Viele Amerikaner freuen sich, wenn sie Deutsche sehen. Da wird meistens schnell der
Grill ausgepackt und es gibt Barbecues und tolle Gespräche. Freuen sich die
Gastfamilien schon auf die Allgäuer?
Ulm: Ja, ich glaube, die Gastfamilien freuen sich auf ihre Gäste aus dem Allgäu.
Sonst würden sie sich ja nicht freiwillig als Gastfamilie zur Verfügung stellen. Es
wird für alle eine Lernerfahrung sein. Sowohl die Gastfamilien als auch die
Westendorfer Ringer und Trainer werden die Unterschiede und
Gemeinsamkeiten zwischen der deutschen und der amerikanischen Kultur
kennenlernen. Ich bin mir sicher, falls Ringer aus Michigan einen Gegenbesuch
ins Auge fassen, um Ringen sowie Land und Leute in Bayern zu erleben, wird
Westendorf diese Gastfreundschaft ebenso erwidern.
Wie bereitest Du die Gastfamilien auf ihren besonderen Besuch vor?
Ulm: Ich hatte noch keinen persönlichen Kontakt zu einer der Gastfamilien, aber
ich hatte viele Zoom-Treffen und regen E-Mail-Austausch mit den Trainern der
Vereine, die wir besuchen werden. Sie haben die Familien aus ihrem Verein
organisiert. Die Familien haben Verständnis dafür, dass es ein oder zwei Tage
dauern kann, bis sich ihre Gäste wohlfühlen. Zumal es für viele der jungen
Westendorfer Ringer das erste Mal ist, dass sie allein ohne ihre Familien und in
ein fremdes Land reisen, in dem sie die Sprache nicht vollständig beherrschen.
Die Gastfamilien sind bereit, ihr Bestes zu geben, um die Mannschaft
willkommen zu heißen, ihnen den Aufenthalt so angenehm wie möglich zu
gestalten, hungrige Ringer mit Mahlzeiten zu versorgen und ihnen das typische
amerikanische Familienleben zu zeigen.
Die jungen Ringer werden auch eine Highschool besuchen. Das amerikanische
Schulsystem ist mit dem in Deutschland überhaupt nicht zu vergleichen. Du kennst
beide Schularten. Hat alles Vor- und Nachteile?
Ulm: Die beiden Schulsysteme sind definitiv unterschiedlich.
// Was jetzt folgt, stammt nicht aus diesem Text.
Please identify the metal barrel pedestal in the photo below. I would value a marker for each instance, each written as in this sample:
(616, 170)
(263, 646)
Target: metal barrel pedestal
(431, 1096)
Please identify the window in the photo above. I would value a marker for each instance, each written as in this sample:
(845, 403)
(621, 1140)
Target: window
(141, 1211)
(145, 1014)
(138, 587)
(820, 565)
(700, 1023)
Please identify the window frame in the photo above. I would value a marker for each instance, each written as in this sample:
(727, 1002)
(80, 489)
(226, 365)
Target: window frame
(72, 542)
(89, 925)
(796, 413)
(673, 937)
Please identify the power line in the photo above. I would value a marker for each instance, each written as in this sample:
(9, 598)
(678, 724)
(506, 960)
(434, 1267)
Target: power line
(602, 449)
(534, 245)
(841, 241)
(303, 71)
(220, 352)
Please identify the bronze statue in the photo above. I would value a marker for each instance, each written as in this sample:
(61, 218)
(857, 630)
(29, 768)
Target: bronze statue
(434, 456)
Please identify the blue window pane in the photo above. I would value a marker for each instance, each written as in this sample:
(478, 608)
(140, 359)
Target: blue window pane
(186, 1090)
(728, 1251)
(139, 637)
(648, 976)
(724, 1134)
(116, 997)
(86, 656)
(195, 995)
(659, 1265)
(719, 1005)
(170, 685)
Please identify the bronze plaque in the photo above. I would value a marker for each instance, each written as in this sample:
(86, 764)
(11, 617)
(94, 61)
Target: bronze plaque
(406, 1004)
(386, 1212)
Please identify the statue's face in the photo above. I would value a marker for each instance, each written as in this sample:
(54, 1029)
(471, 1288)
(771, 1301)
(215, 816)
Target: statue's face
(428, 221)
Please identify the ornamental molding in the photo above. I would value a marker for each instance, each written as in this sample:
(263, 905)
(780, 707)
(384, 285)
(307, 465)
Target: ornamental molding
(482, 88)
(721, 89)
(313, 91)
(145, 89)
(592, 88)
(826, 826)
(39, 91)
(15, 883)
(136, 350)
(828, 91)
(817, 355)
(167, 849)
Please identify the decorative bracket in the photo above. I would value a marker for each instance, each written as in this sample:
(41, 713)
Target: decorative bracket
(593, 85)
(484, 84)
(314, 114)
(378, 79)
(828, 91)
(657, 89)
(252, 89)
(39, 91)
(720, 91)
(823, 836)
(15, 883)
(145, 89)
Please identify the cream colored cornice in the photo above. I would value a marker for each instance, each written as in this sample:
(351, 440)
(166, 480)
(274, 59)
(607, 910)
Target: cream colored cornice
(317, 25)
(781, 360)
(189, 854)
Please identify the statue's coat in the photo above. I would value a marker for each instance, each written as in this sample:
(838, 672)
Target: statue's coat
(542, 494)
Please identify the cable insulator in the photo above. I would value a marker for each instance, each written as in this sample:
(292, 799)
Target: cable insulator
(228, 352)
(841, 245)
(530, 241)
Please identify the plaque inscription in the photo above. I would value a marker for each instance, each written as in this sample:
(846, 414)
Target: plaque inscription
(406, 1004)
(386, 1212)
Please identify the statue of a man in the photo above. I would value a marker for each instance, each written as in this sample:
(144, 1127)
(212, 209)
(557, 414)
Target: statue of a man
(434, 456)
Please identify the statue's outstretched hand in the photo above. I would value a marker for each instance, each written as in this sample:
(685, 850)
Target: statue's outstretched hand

Die Schultage sind
in den USA länger, in Deutschland wird Religion als Fach unterrichtet,
Homeschooling ist in den USA erlaubt, das Erlernen einer Sprache ist in
Deutschland Pflicht, die Liste der Unterschiede ist sehr lang. Beide Schulsysteme
haben ihre Vor- und Nachteile.
Was mir am amerikanischen Schulsystem gefällt, ist das Gefühl des Stolzes und
der Gemeinschaft, dass die Schüler in ihrer Schule haben, vor allem auf der
Highschool-Ebene (9. bis 12. Klasse). Ich glaube, das liegt daran, dass viele
Schüler schon in der Grundschule zusammen lernen und dann in der Mittel- und
Oberstufe mit denselben Klassenkameraden zusammen sind. Sie gehen nach
der vierten Klasse nicht auf getrennte Schulen, es sei denn, sie ziehen weg, wie
es hier in Deutschland oft der Fall ist. Auch Sport, Vereine und Aktivitäten sind
ein wichtiger Bestandteil des amerikanischen Schulsystems. Die Schüler sind
stolz darauf, ihre Schule bei Sportveranstaltungen und Aktivitäten zu vertreten.
Was mir am deutschen Schulsystem gefällt, ist der hohe Stellenwert, der der
Berufsvorbereitung und der Berufswahl beigemessen wird. Die Anforderung an
die Schüler, während der Schulzeit Praktika zu absolvieren, hilft ihnen, Berufe
auszuwählen, an denen sie vielleicht interessiert sind oder falschen
Berufsvorstellungen zu korrigieren. Die Kombination von Unterricht im
Klassenzimmer und praktischer Berufsausbildung ist in Deutschland definitiv
einzigartig im Vergleich zu den USA.
Ist es für Dich wieder ein „nach Hause kommen“?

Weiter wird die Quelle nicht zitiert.